Fantastic, you made it through college, walked across the stage at graduation, received your diploma, and got that first career job offer. What should you ask your prospective employer about benefits, specifically about retirement plans? We understand that saving for retirement is essential, and it is best to start as early as possible. However, you need to know the conditions the company you work for has regarding retirement plans. Not all companies are created equal, and not all policies are the same.
If your company has a 401k retirement plan set up, that is great. Items that are not up to you, but you need to ask about are contribution matches and vesting periods. Vesting periods are the amount of time you must stay with the company to keep their 401K contribution matches, and matches are easy ways to earn free money from the company you work for. For instance, a company may offer a full 100% match on your contributions up to 5% of your income. After that, it may be a 50%, 25%, or 0%, up to a certain point when employer matching contributions are capped. It could be a lot less; each company is unique, and so are their benefit packages, for example.
- Andre: The company provided a 401K plan with a 100% match up to 5% of salary.
- Tom: Received a 100% match up to $3,500 and 25% after, with a cap of $5,000 per year.
- Suzy: Got a 25% match on all contributions to their 401K plan.
Getting any benefit is a plus, but there is a catch though. Many companies have a vesting period on 401K plans, where if you leave before you have become fully vested, you may lose some or all of the company's contributions. Your contributions are yours even if you leave the company.

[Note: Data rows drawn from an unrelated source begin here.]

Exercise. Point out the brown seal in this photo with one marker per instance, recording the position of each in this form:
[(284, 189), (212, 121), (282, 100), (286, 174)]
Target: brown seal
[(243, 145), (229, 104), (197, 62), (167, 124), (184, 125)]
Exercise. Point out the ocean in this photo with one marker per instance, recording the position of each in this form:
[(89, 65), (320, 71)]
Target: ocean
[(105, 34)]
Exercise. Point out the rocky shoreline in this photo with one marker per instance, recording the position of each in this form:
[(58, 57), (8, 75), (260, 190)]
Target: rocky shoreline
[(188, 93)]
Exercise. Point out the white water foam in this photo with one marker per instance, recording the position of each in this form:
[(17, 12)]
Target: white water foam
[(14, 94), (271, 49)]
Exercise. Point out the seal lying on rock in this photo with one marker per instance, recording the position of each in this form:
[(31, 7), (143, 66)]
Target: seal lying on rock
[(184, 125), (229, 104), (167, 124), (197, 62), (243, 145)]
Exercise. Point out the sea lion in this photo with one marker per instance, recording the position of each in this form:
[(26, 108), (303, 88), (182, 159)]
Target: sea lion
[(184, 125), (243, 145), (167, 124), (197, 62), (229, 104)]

It is essential that you take the time to read over your benefit packages from all job offers and ask them for details on contribution matches, vesting periods, and anything else you are unsure about. Asking questions and knowing is better than guessing. Also, understand that every company is unique, and they may not offer the same plans. Some may provide fewer contributions but give more benefits in another form, so as you take that first job, make sure to look through all the benefits and decide what is best for you.